The radius of the first Bohr orbit for hydrogen is $0.53 \ \mathring{A}$. The radius of the third Bohr orbit would be .............. $\mathring{A}$.

The binding energy of an $e^-$ in the ground state of a hydrogen atom is $13.6 \ eV$. The energy required to remove an electron from the ground state of a $He^+$ ion is:

The energy required (in $eV$) to excite an electron of $H$-atom from the ground state to the third excited state is

The wavelength of the first line of the Balmer series is $656 \ nm$. Calculate the wavelength of the second line of this series. (Note: First line means $n=3 \to n=2$ and second line means $n=4 \to n=2$)
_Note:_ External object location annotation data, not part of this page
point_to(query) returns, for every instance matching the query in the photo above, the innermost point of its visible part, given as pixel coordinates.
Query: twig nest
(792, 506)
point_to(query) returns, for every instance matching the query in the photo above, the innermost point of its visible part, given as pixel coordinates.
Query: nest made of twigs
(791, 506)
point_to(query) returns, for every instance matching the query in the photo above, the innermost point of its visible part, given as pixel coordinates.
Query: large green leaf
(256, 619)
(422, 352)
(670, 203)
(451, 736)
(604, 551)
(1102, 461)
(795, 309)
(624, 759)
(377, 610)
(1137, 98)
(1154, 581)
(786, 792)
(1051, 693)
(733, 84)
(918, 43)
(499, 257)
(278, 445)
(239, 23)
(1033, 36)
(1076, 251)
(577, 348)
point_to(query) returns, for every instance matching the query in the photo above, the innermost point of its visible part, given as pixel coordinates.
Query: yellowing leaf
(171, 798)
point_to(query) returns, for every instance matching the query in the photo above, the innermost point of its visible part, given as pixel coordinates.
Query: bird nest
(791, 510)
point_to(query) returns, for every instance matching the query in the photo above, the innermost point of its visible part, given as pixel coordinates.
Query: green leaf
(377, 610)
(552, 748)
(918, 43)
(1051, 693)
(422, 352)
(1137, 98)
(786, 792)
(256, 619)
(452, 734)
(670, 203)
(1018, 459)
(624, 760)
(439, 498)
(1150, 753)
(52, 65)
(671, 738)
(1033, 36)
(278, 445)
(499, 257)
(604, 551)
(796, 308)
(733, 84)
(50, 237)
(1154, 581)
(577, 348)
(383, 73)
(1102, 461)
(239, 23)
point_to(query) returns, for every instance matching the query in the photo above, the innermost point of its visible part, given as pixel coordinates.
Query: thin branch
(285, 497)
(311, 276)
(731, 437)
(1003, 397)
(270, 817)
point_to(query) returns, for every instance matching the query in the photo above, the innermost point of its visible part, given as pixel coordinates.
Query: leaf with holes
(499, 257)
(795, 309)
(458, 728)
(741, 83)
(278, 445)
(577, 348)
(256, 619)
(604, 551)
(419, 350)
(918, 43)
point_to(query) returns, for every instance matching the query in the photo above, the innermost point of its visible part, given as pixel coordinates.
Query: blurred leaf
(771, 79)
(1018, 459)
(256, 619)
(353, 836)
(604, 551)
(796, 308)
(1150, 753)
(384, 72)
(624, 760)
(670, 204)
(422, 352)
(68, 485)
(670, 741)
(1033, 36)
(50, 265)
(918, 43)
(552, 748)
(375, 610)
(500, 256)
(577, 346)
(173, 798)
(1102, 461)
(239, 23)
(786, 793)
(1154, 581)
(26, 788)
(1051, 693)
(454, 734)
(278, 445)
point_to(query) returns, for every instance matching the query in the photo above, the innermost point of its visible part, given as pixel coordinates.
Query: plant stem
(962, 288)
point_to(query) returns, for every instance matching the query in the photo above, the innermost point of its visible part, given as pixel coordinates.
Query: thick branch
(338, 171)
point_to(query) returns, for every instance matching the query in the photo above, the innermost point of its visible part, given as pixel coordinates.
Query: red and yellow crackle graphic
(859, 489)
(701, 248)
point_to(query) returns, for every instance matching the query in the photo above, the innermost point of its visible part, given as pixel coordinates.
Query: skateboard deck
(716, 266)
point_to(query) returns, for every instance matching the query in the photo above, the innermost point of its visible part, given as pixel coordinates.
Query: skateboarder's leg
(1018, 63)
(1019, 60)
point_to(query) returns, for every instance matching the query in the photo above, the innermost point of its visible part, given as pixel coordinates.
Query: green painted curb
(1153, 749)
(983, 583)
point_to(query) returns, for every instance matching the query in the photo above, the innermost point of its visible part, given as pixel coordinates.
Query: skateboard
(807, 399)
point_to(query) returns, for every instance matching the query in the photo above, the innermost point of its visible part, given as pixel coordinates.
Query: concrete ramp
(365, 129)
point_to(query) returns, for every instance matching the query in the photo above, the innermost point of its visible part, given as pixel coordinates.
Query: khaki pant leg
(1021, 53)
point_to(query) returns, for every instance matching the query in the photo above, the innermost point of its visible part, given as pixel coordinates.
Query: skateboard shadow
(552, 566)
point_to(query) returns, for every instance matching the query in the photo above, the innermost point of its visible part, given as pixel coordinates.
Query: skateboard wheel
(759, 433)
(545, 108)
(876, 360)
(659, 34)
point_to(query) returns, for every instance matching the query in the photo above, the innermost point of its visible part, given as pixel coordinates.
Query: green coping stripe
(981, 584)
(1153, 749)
$A$ source of monochromatic radiation of wavelength $400 \, nm$ provides $1000 \, J$ of energy in $10 \, seconds$. When this radiation falls on the surface of sodium,$x \times 10^{20}$ electrons are ejected per second. Assume that wavelength $400 \, nm$ is sufficient for ejection of electrons from the surface of sodium metal. The value of $x$ is $......$. (Nearest integer) $(h = 6.626 \times 10^{-34} \, Js)$

The wavenumber of the first line $(n_2=3)$ in the Balmer series of hydrogen is $\bar{\nu}_1 \ cm^{-1}$. What is the wavenumber (in $cm^{-1}$) of the second line $(n_2=4)$ in the Balmer series of $He^{+}$?